Children at the BAMBI daycare center playing in the garden during a USAID staff visit.
Children at the BAMBI daycare center playing in the garden during a USAID staff visit.
Booz Allen Hamilton
Agency Assists Budding Entrepreneurs Start Businesses
“Entrepreneurship training made me realize that I could put the skills and knowledge I acquired to a better use,” said Kaltrina Mujaj, owner of BAMBI.
As women join the workforce in Kosovo, there is an increasing need for quality daycare. BAMBI, which opened in April 2010, is the first privately-owned daycare center in Kosovo’s Gllogovc/Gllogovac municipality, which has a population of 74,000.

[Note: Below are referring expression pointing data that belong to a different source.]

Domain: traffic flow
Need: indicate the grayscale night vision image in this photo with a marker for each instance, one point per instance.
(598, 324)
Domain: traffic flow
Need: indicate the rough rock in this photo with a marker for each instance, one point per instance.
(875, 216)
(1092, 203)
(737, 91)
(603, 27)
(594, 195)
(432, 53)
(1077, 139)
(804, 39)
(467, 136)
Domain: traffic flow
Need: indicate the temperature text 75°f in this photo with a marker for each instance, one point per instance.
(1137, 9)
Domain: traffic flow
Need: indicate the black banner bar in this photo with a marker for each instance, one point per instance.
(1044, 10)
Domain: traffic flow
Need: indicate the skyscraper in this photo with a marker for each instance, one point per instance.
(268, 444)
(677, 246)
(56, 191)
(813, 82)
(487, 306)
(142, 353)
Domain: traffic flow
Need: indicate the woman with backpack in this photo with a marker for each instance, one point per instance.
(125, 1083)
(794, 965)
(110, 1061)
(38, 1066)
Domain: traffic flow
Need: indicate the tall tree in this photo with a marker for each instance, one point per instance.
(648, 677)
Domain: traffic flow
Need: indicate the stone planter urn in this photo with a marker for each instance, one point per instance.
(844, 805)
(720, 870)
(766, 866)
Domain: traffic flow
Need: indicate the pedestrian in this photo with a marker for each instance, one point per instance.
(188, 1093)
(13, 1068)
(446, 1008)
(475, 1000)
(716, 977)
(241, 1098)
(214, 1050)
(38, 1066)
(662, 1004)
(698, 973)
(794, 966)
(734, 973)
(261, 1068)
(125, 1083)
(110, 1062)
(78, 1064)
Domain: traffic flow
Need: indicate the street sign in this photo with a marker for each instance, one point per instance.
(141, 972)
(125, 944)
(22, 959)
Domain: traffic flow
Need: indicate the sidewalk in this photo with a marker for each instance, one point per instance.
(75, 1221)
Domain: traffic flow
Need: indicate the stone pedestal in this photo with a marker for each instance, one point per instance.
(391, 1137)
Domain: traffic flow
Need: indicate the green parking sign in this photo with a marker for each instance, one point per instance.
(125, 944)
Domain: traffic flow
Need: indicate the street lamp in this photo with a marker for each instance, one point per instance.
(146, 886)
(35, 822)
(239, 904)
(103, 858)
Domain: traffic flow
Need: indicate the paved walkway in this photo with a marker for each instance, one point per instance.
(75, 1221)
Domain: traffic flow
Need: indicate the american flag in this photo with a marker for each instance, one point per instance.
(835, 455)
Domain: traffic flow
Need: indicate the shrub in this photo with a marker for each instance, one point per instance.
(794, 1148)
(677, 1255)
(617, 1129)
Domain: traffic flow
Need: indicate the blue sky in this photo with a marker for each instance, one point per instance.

The daycare center, which is currently hosting 28 children ranging in age from six months to six years, is run by Kaltrina Mujaj. This 22-year-old woman had participated in a USAID-supported entrepreneurship training program for four months in 2009. She was one of the program’s 50 participants, chosen after applying in an open competition organized by a local USAID-supported NGO.

When she entered the training, Mujaj hoped to gain new knowledge and skills, both professional and academic. At its close, she became the recipient of a bank loan for having developed the best business plan. As her thriving daycare center shows, Kaltrina is now using those skills and realizing her aspirations. “USAID entrepreneurship training program made me realize that I could put the skills and knowledge I acquired to a better use”, says Kaltrina.

Currently, the BAMBI day care center employs four women, but as an ever growing number of parents become interested in the services, more jobs will open for females in this community. Kaltrina was not the only beneficiary of the USAID-sponsored training. Five more businesses throughout Kosovo opened as a result, creating 20 additional jobs for youth and women. In Kosovo and throughout Eastern Europe, USAID continues to assist entrepreneurially motivated youth to acquire the knowledge and skills required to start-up or re-organize small businesses, or find meaningful employment in an ongoing business enterprise.